В XX веке в работах некоторых исследователей появились новые характеристики «ума» Молчалина, которому ранее многие критики вообще отказывали в уме. Так, датский исследователь Б. Клайбер недоумевал в отношении того, почему принято считать, что все представители фамусовского общества глупы. Он не отказывает в уме ни Фамусову, ни Загорецкому, ни старухе Хлестовой, хотя, несомненно, исследователь знаком с замечанием А.С. Грибоедова: «...в моей комедии 25 глупцов на одного здравомыслящего человека». Его волнует вопрос: «Даже Молчалин — действительно ли он дурак? Ведь не зря же его Фамусов вытащил из Твери, и он единственный из служащих, который Фамусову "не свой; и то затем, что деловой"» [Клайбер, 1961, с. 30].

С пониманием относится к Молчалину и И.П. Золотусский: «Молчалин из бедной семьи, из Твери, откуда его вытащил Фамусов и вытащил за усердие в службе. Разве Молчалин не должен быть благодарен тому за это? Разве не обречен исполнять наказ отца, что надо угождать каждому — до "собаки дворника, чтоб ласкова была"?

Это участь маленького человека, и он в ней не виноват.

Одна мелочь: Молчалин, который объясняется в любви Лизе (причем отнюдь не лукаво), называет ее "Мой ангельчик", и точно так же называет свою жену Нину в последнем письме к ней Грибоедов. Что это — пустое совпадение или отзвук нежности, которой автор лишил своего "ничтожного" героя?

Для таких, как Молчалин, "умеренность и аккуратность" — способ спасения, но не рассчитанная подлость, а "не сметь свое суждение иметь" — защита от сильных, наказ судьбы.
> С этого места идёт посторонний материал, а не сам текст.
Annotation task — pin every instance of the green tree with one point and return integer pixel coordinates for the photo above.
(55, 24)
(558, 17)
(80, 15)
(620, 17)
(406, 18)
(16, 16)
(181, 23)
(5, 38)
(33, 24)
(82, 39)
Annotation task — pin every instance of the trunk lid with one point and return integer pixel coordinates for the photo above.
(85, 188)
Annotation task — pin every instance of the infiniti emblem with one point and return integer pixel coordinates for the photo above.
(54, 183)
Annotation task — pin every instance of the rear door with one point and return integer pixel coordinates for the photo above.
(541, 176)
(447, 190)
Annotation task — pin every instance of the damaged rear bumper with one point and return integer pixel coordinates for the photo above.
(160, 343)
Входя в глубину текста, мы начинаем понимать, что Молчалин и Скалозуб — не мальчики для битья, а оппозиция уму Чацкого. У него ум праздности, ум эгоизма, у них — ум выживанья. Этот ум — удел не отдельных "гениев", а ум большинства. Так что же с ним делать, с этим большинством? Поставить его под стрелы сатиры, перед лицом которой бледнеют все оправданья, или понять тех, кому он дан от нужды?» [Золотусский, 2006, с. 11 — 12]. На этот риторический вопрос И.П. Золотусский не отвечает. Нам кажется, что, поставив в заглавие своей статьи грибоедовскую строчку «Прости, Отечество!», в которой звучит мотив прощения, критик, осудивший «беспокойный» ум Чацкого и констатирующий наличие «ума большинства», все-таки, хочет он того или нет, заставляет вспомнить чеховскую мысль о необходимости «по капле выдавливать из себя раба». Слишком уж много вокруг Молчалиных.

С нашей точки зрения, прав А.А. Лебедев, убежденный, что нельзя считать Молчалина ни достойным противником, ни достойным соперником Чацкого, ибо «Молчалин —ложная альтернатива Чацкому. <...> Молчалин — не разночинец-радикал, идущий на смену дворянскому фрондеру Чацкому». Несостоятельность Чацкого — не аргумент в пользу Молчалина: «Таков... главный смысловой итог» грибоедовской комедии [Лебедев, 1980, с. 238].

Грибоедовскую комедию отличает необыкновенная жизненность, причиной которой являются вечные типы, выведенные в ней. Еще И.А. Гончаров в своем критическом очерке «Мильон терзаний» отмечал, что «комедия "Горе от ума" держится каким-то особняком в литературе и отличается моложавостью, свежестью и крепкой живучестью от других произведений слова. Она, как столетний старик, около которого все, отжив по очереди свою пору, умирают и валятся, а он ходит, бодрый и свежий, между могилами старых и колыбелями новых людей» [Гончаров, 1955, т. 8, с. 7].

Фамусовы и Молчалины, Скалозубы и Чацкие оказались живучи и в XXI веке.